Un seul de ces enfants n’avait rien à craindre, c’était un orphelin. Ce garçon était français, sans père ni mère, et content en cette minute-là de n’avoir pas de mère. Personne ne s’intéressant à lui, il ne serait pas battu. Les deux autres étaient guernesiais, et de la paroisse même de Torteval.

La haute croupe de roches escaladée, les trois déniquoiseaux parvinrent sur le plateau où est la maison visionnée.

Ils commencèrent par avoir peur, ce qui est le devoir de tout passant, et surtout de tout enfant, à cette heure et dans ce lieu.

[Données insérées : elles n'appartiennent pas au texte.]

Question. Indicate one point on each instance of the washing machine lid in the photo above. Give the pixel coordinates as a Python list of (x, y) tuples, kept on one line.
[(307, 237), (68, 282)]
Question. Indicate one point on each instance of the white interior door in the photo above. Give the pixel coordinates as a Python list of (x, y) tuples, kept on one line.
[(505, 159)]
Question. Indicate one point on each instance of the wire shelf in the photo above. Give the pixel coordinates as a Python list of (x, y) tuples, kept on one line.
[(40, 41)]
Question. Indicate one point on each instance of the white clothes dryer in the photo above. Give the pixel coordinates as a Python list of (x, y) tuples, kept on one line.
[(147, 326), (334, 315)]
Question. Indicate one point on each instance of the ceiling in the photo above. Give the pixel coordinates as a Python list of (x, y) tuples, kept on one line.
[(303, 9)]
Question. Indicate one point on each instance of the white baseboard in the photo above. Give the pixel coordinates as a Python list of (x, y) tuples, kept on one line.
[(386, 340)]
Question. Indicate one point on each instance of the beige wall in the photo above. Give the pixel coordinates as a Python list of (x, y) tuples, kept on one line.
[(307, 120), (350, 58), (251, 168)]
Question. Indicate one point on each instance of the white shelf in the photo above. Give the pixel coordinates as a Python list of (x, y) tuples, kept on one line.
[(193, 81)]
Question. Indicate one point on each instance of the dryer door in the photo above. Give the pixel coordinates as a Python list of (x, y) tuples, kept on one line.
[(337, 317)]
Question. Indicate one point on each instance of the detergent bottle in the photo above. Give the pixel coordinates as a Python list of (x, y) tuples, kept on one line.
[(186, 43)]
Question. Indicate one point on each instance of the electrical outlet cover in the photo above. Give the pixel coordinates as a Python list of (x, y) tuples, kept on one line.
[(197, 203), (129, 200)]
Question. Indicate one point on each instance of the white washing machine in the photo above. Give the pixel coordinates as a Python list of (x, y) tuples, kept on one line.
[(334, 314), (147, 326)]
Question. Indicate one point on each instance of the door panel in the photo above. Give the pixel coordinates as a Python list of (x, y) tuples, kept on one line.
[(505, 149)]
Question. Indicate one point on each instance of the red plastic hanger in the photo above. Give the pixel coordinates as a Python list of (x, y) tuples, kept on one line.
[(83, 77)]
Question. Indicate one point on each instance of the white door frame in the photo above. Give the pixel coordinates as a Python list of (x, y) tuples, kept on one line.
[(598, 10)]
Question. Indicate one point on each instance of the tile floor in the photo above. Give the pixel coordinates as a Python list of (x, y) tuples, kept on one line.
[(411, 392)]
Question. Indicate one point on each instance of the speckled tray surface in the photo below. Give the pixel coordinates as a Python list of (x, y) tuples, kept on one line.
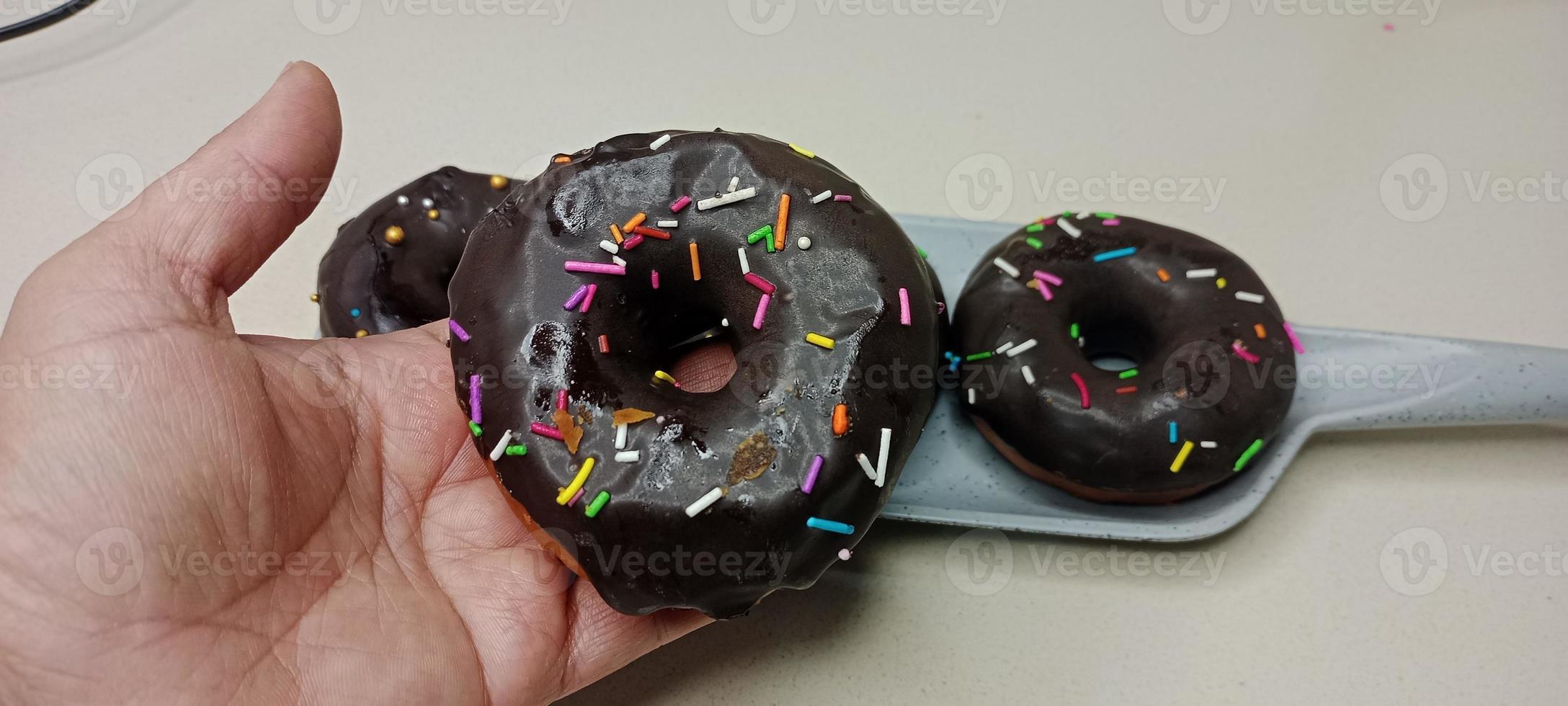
[(957, 478)]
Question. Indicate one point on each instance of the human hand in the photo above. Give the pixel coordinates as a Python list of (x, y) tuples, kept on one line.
[(372, 556)]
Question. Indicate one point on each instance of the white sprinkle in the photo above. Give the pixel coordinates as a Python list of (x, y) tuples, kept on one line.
[(726, 200), (882, 457), (866, 465), (703, 502), (501, 449)]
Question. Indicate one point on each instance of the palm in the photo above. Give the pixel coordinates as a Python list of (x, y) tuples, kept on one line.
[(313, 519)]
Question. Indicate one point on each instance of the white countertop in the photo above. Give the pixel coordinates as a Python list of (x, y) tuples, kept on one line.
[(1300, 115)]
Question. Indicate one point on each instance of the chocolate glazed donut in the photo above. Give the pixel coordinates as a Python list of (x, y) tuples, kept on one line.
[(389, 267), (733, 479), (1201, 330)]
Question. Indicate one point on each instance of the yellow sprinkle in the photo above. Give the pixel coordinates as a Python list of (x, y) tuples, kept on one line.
[(577, 483), (1181, 457), (819, 339)]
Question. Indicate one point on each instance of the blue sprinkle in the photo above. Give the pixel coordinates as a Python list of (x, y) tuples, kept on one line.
[(830, 526), (1114, 254)]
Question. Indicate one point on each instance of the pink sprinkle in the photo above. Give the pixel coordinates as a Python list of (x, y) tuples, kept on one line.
[(1291, 334), (1048, 277), (576, 298), (546, 430), (1245, 354), (1082, 390), (474, 399), (811, 475), (762, 311), (594, 267), (758, 281)]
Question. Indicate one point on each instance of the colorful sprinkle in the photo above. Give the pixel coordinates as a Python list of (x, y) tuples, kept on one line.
[(821, 341), (1249, 454), (811, 475), (1115, 254), (830, 526), (1181, 457)]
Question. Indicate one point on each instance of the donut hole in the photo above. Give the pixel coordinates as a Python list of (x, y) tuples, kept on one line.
[(700, 352), (1115, 344)]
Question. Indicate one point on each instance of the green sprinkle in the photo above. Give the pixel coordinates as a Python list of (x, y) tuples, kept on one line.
[(1249, 454), (598, 504)]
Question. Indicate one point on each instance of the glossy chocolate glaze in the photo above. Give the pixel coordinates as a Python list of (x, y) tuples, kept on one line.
[(402, 286), (509, 295), (1180, 334)]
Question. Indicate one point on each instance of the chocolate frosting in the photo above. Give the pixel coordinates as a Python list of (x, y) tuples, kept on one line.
[(756, 438), (402, 286), (1178, 330)]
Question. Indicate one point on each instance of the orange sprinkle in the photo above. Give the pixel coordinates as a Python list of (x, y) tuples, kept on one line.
[(783, 223)]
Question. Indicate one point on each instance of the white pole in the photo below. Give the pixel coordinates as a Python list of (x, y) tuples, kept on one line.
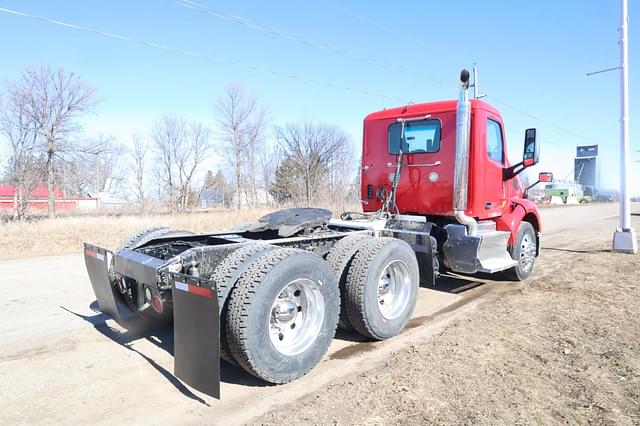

Ils eurent bien envie de se sauver à toutes jambes, et bien envie de s’arrêter pour regarder.

Ils s’arrêtèrent.

Ils regardèrent la maison.

Elle était toute noire, et formidable.

C’était, au milieu du plateau désert, un bloc obscur, une excroissance symétrique et hideuse, une haute masse carrée à angles rectilignes, quelque chose de semblable à un énorme autel de ténèbres.

La première pensée des enfants avait été de s’enfuir ; la seconde fut de s’approcher. Ils n’avaient jamais vu cette maison-là à cette heure-là. La curiosité d’avoir peur existe. Ils avaient un petit français avec eux, ce qui fit qu’ils approchèrent.

On sait que les français ne croient à rien.